"Kia, bangunlah nak. Awan terlihat mendung diluar dan perjalananmu akan panjang" sepatah kalimat keluar dari ibu Kia.
Perlahan, Kia bangkit da melepas pelukan dari kedua adiknya. Ia menatap wajah kedua orangtuanya dengan tajam tanpa menghiraukan air mata yang menetes deras membasahi wajahnya yang putih.
"Sudahlah, Kia. Cepatlah menuju mobil agar tidak kemalaman di jalan" ujar Ayahnya yang terlihat menahan sedih melepas satu-satunya gadis kecil yang kini sudah dewasa.
Jarak desa ke kota memakan waktu 10 jam. Mereka harus melewati tiga pegunungan dan dua sungai indah yang membelah perkampungan tetangga. Zian, sang supir sudah 1 jam menunggu di bangkunya.
Kia membuka pintu dan ibunya tepat berada disebelahnya. Ibu lantas memeluk gadis mungilnya untuk terakhir kali dan mencoba mendekap ke arah telinga sambil berpesan "jaga dirimu dan pulaglah saat kau berhasil, nak"
Air mata Kia kini tak mampu menipu perasaan yang ia simpan sejak semalam. Walau pahit rasanya, Kia harus menutup pintu sebelum hujan membasahi tanah kelahirannya.
Mobil mulai berjalan melewati persawahan hilang ditelan awan yang sejak pagi menutupi perkampungan. Ini adalah perjalanan Kia pertama kali keluar desa dan tentunya tanpa kedua orangtuanya disamping.

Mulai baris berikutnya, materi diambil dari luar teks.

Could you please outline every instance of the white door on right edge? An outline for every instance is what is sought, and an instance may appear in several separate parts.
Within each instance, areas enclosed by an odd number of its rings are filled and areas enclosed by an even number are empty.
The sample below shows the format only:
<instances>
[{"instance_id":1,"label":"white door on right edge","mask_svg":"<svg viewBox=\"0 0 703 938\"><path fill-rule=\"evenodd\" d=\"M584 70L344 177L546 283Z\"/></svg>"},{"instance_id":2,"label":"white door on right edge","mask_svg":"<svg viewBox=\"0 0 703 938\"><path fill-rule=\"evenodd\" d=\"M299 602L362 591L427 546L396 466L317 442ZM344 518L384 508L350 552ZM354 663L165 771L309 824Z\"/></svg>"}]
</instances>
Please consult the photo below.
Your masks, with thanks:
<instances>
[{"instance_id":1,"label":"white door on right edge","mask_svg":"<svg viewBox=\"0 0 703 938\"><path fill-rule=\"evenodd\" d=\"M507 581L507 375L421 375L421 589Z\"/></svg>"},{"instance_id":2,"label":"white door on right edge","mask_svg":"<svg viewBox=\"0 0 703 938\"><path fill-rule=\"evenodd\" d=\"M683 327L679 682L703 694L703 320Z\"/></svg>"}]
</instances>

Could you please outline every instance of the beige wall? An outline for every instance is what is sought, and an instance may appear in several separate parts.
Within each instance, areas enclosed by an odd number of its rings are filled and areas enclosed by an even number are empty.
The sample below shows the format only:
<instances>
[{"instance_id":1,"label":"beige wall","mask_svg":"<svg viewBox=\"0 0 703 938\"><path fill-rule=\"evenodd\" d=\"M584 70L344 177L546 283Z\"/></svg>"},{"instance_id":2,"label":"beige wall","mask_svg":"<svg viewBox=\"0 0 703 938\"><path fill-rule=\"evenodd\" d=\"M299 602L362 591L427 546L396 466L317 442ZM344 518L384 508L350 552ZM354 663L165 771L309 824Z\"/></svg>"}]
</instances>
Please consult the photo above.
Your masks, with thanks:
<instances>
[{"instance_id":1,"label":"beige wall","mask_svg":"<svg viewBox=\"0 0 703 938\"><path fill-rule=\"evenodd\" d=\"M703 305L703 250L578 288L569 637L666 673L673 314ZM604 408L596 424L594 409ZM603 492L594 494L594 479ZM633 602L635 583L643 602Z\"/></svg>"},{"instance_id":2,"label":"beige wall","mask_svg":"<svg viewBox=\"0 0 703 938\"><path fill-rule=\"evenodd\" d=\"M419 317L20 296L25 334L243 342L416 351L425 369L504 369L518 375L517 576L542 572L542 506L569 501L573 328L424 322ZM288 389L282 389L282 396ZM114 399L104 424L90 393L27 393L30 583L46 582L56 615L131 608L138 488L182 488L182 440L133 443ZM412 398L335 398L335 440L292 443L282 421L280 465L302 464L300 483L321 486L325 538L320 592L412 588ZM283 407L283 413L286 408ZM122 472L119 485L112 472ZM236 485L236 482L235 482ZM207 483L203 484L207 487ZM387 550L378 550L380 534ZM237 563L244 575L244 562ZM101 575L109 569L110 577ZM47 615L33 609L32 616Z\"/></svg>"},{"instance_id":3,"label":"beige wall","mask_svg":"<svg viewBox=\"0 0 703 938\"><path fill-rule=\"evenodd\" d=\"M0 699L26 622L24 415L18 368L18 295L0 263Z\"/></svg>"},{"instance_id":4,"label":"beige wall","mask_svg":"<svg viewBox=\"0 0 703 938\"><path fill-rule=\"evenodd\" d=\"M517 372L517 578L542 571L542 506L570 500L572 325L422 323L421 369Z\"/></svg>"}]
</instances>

Zian hanya diam saja karena tak ingin menganggu kesedihan Kia yang sejak awal tak mengeluarkan sepatah kata di dalam mobil. Ia tahu Kia masih merasa sedih harus meninggalkan kedua adiknya yang masih kecil.
Dua jam berlalu, kini keduanya baru melewati satu gunung dengan pemandangan tiga air terjun yang memukau. Sepanjang jalan terlihat rusa yang berlalu lalang di sudut jalan. Sesekali mereka melihat kerbau yang sedang mandi di sepanjang sawah.
Hujan mulai membasahi mobil mereka. Ada dua gunung lagi yang harus dilalui sebelum mencapai dua sungai indah di perbatasan desa. Kia mulai megeluarkan kata-kata.